Saturday, May 28, 2005

 
Chuck Colson Notes Biological Tensions Within Gay Gene Proponents
Someone else who couldn’t wait to herald the study as a breakthrough is Steven Pinker of Harvard. Pinker is the author of The Blank Slate: The Modern Denial of Human Nature. Like Time, Pinker begins in a major New York Times op-ed by noting that the differences in brain response don’t “prove that homosexuality is innate,” but he ends by invoking those scary religious types. Along the way, he acknowledges the obvious: “Any genetic tendency to avoid heterosexual opportunities should have been selected out long ago.”

Of course—any gene that led men to prefer men as sexual partners would have led to the extinction of its carriers. In Darwinist terms, homosexuality is “evolutionarily maladaptive.” Given this tension between evolutionary biology and the requirements of political correctness, Pinker is forced to speculate about what, if anything, could reconcile the two.

So he repeats the word perhaps over and over, and then he skates around the question of Darwinism and morality—a minefield, by the way, for Darwinists—and then, of all things, suggests a possible evolutionary cause for “homophobia.” If you’re confused, you’re not the only one. Pinker’s floundering is what happens when you are trying to please two equally jealous gods.

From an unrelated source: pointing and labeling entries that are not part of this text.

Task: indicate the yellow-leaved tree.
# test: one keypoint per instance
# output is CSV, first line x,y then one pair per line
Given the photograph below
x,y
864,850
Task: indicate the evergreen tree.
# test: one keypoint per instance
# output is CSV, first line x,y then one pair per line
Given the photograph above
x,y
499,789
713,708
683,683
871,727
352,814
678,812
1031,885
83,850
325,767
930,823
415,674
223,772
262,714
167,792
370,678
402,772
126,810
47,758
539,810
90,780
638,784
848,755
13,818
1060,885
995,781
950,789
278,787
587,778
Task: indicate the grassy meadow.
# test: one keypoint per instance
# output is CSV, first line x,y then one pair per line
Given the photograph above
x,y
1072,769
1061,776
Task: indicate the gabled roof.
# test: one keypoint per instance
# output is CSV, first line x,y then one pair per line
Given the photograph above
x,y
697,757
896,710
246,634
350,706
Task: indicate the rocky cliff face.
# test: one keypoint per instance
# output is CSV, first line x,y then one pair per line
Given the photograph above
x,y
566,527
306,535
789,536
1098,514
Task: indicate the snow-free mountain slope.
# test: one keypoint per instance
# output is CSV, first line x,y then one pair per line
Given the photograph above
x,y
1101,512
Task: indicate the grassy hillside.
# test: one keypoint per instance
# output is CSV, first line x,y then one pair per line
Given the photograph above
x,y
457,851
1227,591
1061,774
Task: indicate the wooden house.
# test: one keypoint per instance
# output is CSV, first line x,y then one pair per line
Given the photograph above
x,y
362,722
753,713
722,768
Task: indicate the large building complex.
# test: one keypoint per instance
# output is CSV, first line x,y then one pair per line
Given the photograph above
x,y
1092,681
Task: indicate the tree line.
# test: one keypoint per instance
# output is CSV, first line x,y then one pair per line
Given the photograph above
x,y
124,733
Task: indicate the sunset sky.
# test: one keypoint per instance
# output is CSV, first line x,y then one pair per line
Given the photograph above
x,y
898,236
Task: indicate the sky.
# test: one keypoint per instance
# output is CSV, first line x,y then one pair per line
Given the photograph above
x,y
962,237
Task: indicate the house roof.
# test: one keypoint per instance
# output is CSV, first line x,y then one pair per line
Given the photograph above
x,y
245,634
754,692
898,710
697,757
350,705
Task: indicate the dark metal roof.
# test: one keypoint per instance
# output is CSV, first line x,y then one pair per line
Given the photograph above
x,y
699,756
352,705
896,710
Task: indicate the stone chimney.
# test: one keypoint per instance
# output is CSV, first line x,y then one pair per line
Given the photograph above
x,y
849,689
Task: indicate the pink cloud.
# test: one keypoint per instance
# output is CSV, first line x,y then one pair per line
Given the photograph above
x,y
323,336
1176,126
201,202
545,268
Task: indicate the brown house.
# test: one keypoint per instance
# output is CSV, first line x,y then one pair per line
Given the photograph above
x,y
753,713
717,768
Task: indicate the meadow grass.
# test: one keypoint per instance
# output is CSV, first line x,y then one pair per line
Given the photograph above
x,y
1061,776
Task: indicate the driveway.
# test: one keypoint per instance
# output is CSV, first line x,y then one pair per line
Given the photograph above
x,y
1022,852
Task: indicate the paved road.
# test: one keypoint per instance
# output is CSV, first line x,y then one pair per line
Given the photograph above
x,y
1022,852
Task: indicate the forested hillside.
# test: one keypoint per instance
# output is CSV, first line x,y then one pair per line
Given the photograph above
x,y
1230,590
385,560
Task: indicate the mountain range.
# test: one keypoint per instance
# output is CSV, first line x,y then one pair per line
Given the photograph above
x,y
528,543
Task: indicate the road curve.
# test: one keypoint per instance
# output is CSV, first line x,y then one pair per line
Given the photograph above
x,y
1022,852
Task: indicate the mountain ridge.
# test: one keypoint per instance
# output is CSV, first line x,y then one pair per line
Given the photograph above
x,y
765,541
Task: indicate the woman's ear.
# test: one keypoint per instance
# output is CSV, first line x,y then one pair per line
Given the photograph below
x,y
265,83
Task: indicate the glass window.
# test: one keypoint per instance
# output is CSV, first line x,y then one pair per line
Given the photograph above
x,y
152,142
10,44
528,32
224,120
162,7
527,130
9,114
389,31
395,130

Ironically, such a conundrum isn’t necessary. Neuroscientists have long known that the connection between the brain and human behavior is a two-way street. The patterns observed in the in hypothalamuses of gay men are just as likely to be an effect of their sexuality as a cause of it.

Now, both the Times and Time noted this—and yet they couldn’t resist running with the “gay gene” angle. Likewise, they know that a genetic predisposition, if one exists, to behave a certain way isn’t a moral license.

Comments:
Geoff, I tend to think of this as the problem of viewing human beings as clockwork angels. On the one hand, humanity is just an evolved machine, a clockworks. This is the naturalistic presupposition. But on the other hand, humanity is angelic, as in neither marrying nor being given to one another in marriage, absolutely equal in all repects and disembodied souls or abstractions. This is the liberal egalitarian presupposition. It shows that liberalism has derived to contrary benefits from Christianity that it cannot reconcile without it -- the rise of modern science which it makes exclusive as a method of truth and an ideal eschatology which it makes imminant.